Friday 6th December 2019

Deconstructing Empire: The Great British Fantasy? explored the colonial nostalgia that has crept into so much of our contemporary debate, from Brexit, to border control, to the (at the time) imminent General Election. This persistent yearning to return to a time when Britain was leading the world has found itself driving a divided nation in crisis, with whitewashed memories of Britain’s imperial legacy distorting the public view on what it means to be British today.

Seminal British poet and artist William Blake’s poem-turned-hymn Jerusalem has often been held up as a symbol of Britain’s colonial ambitions, with his portrayal of a “green & pleasant Land” painting an idyllic view of a nation at peace. But did this time ever exist, and could it ever be returned to today?

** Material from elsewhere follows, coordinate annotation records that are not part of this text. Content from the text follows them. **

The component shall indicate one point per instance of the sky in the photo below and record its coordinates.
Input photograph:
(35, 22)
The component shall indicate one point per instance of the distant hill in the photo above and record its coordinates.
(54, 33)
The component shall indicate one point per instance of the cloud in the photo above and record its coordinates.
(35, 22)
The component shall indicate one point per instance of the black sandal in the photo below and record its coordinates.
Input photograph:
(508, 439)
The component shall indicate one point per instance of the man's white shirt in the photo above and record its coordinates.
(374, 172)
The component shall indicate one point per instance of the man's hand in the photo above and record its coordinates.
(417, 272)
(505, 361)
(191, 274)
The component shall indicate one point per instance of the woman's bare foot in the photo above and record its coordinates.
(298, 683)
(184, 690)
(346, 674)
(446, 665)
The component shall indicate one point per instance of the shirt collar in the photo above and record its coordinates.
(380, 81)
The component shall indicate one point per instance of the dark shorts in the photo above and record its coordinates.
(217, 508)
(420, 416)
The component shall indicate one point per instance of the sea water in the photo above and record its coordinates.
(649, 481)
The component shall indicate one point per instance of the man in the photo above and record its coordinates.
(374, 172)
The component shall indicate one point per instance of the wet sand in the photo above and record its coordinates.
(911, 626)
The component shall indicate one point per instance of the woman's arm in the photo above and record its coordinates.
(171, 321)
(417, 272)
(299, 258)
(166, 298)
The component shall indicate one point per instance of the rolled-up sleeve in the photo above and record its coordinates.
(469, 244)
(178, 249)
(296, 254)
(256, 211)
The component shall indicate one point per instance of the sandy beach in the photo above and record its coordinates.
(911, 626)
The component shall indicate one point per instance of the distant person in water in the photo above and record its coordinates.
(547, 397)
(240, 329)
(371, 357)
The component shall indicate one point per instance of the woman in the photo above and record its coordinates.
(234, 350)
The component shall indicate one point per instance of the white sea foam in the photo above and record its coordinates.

Poet in the City Producers presented an evening of poetry, music and discussion in the Wren Suite at St Paul’s excavating these cultural narratives and reclaiming and redefining our own identities at the heart of this British landmark, featuring poetry performance from Imtiaz Dharker, and performance and discussion with bassoonist Linton Wesley Stephens and poet Anthony Anaxagorou, chaired by Dr Sona Datta.


Imtiaz Dharker is a poet, artist and documentary film-maker. Awarded the Queen’s Gold Medal for Poetry in 2014, recipient of the Cholmondley Award and a Fellow of the Royal Society of Literature, her collections include Purdah (Oxford University Press), Postcards from god, I speak for the devil and The terrorist at my table (all published by Penguin India and Bloodaxe Books UK), Leaving Fingerprints and Over the Moon (Bloodaxe Books UK). Her poems are on the British GCSE and A Level English syllabus, and she reads with other poets at Poetry Live! events all over the country to more than 25,000 students a year. She has been Poet in Residence at Cambridge University Library, for Thresholds, and has recently completed a series of poems based on the Archives of St Paul’s Cathedral. She has had ten solo exhibitions of drawings in India, London, New York and Hong Kong. She scripts and directs films, many of them for non-government organisations in India, working in the area of shelter, education and health for women and children.

Anthony Anaxagorou is a British-born Cypriot poet, fiction writer, essayist, publisher and poetry educator. His poetry has been published in POETRY, The Poetry Review, Poetry London, Granta, Ambit, The Adroit Journal and The Rialto. His work has appeared on BBC Newsnight, BBC Radio 4, ITV, Vice UK, Channel 4 and Sky Arts. His second collection After the Formalities published by Penned in the Margins is a Poetry Book Society Recommendation alongside being selected as one of The Telegraph’s best poetry books of 2019. Most recently it was shortlisted for the 2019 T.S Eliot Prize. He was awarded the 2019 H-100 Award for writing and publishing, and the 2015 Groucho Maverick Award for his poetry and fiction. In 2019 he was made an honorary fellow of the University of Roehampton. Anthony is artistic director of Out-Spoken, a monthly poetry and music night held at London’s Southbank Centre, and publisher of Out-Spoken Press.

Linton Wesley Stephens was born in Chester and grew up on the Wirral. He began playing the Bassoon at the age of 16. He is the sub-principal bassoon with Chineke! Orchestra with whom he has performed at the proms and Wigmore hall. He also enjoys varied freelance career. Recent appearances include BBC Philharmonic, Hallé Orchestra, Royal Liverpool Philharmonic, Clonter Opera, Opera North, European Opera Centre, Northern Chamber Orchestra, English National Ballet, and the South Pacific tour. A passionate advocate for music education and equality within the industry; he regularly runs workshops and coaches ensembles for young musicians throughout the country as well holding a seat on the board for the Musicians Union equality committee.

Dr Sona Datta is a curator, writer, and broadcaster of South Asian art from Medieval to Modern. She was is a 2019/20 Clore Leadership Fellow.